Ponernos en camino
Se asegura que podemos pasar por la vida y ser felices sin haber leído Cien años de soledad o escuchado a Mozart o Scarlatti. Alguien podría exigir, sin embargo, que supiésemos, al menos, quién escribió Doña Bárbara y quién es el autor de Adoro. Pero estoy convencido, también, de que la novela del Gabo o los Nocturnos de Chopin nos ayudarían a mejorar nuestros oficios y elevar la calidad de nuestras vidas. El artesano se esmeraría por alcanzar un mejor acabado en sus obras y los obreros en perfeccionar sus líneas de trabajo. Los políticos entenderían, finalmente, que lo que hace avanzar a los pueblos es la cultura; legislaríamos con mejor pulso, los jueces no aceptarían ninguna sumisión; la cúpula militar regresaría a sus cuarteles y nosotros nos ocuparíamos de la política.

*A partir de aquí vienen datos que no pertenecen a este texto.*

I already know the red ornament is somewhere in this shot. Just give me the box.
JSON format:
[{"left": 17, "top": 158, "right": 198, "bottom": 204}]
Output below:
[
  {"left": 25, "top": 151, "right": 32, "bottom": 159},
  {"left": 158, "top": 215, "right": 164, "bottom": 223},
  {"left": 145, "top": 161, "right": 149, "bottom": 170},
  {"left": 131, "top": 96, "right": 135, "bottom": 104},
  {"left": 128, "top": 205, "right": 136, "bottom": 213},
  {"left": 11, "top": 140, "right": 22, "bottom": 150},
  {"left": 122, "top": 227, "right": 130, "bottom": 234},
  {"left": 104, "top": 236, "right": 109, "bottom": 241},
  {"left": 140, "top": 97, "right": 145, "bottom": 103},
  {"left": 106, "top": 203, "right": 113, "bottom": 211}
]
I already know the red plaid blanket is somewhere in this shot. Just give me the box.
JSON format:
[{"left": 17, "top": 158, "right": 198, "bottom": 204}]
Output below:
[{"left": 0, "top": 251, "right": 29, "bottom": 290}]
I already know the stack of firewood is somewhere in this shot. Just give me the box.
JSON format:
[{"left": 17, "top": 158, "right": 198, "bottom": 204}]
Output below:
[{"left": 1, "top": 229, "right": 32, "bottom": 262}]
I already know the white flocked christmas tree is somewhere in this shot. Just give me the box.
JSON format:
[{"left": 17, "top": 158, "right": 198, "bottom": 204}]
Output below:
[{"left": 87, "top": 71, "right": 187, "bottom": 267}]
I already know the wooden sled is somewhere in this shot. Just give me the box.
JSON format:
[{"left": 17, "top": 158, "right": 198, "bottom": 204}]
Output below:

Seríamos mas creativos y de mentes mas abiertas; reduciríamos el ego que tanto traba la comunicación entre nosotros, y la del país con el resto del mundo y mediante un pequeño esfuerzo podríamos llegar, tal vez, a ser mejores personas ya que afinaríamos nuestra sensibilidad y descubriríamos una exaltación dormida hasta entonces en nuestros espíritus que algunos, al llamarla «poesía», la asocian al milagro de vivir porque descubriríamos, también, ¡que no se puede vivir sin poesía! ¿De qué somos hechos? Se nos dice que somos el resultado de ideologías y de anhelos consumistas; palpitaciones y costumbres diversas; ramalazos de información y briznas de cultura que recibimos de los medios de comunicación comprometidos en banalidades cada vez más difundidas y espectaculares. Jean Onimus en su espléndido libro La Connaissance poétique, admite que somos astillas de una civilización fragmentada a nuestro alrededor por el estallido del tiempo y del espacio; que privados del placer de las ensoñaciones somos empujados hacia ninguna parte por afanes inútiles; que nos aturdimos en distracciones que alteran nuestros nervios sin rozarnos siquiera el alma; erosionados por un trabajo monótono y generalmente alienante. Que nuestra vida tiende a tornarse gris y rutinaria porque, diseñada como está de antemano, transcurre siempre igual a sí misma y estudiamos, amamos, trabajamos sin tener una idea suficientemente clara de por qué lo hacemos y un día, simplemente, dejamos de estar y nos hundimos en los abismos de la noche.
Y mientras más nos ajustamos a sus designios, más absurda se revela la vida que llevamos; el trabajo que hacemos tiende a perder interés y comienzan a fatigarnos las diversiones. De allí, sostiene Onimus, la importancia que adquiere la poesía porque desarrolla en nosotros una conciencia que permite oír cantar al mundo y hacerlo cantar. La poesía se enfrenta a las convenciones, aniquila los dogmas, nos lleva a abrir los ojos y mirar hacia lo que desconocemos.
¡Mejorará el país si ponemos en tono nuestra sensibilidad! Si nos acercáramos a Gustave Flaubert, por ejemplo, y entrásemos con él al mundo de Emma Bovary o emprendiésemos el viaje a Comala en busca de Pedro Páramo. Nos adentraríamos en el lenguaje de la danza, las piezas de teatro y las obras de los artistas plásticos. ¡Venceríamos la mediocridad del actual régimen militar! Pero, nos crispa el misterio en lugar de amar, como pedía André Breton, a los fantasmas que entran por la puerta a pleno mediodía. Se nos dirá entonces que la intención es buena, pero ilusoria. Que parece promesa de Navidad; ¡que es soñar despierto y exigir demasiado! Que la cultura va a pasos lentos y lleva tiempo para que Rulfo, Schumann, Ionesco, el Festival de Música ATempo o Mario Vargas Llosa encuentren su lugar junto a las gaitas y las revistas del corazón. Si es así, ¿qué esperamos, entonces, para ponernos en camino?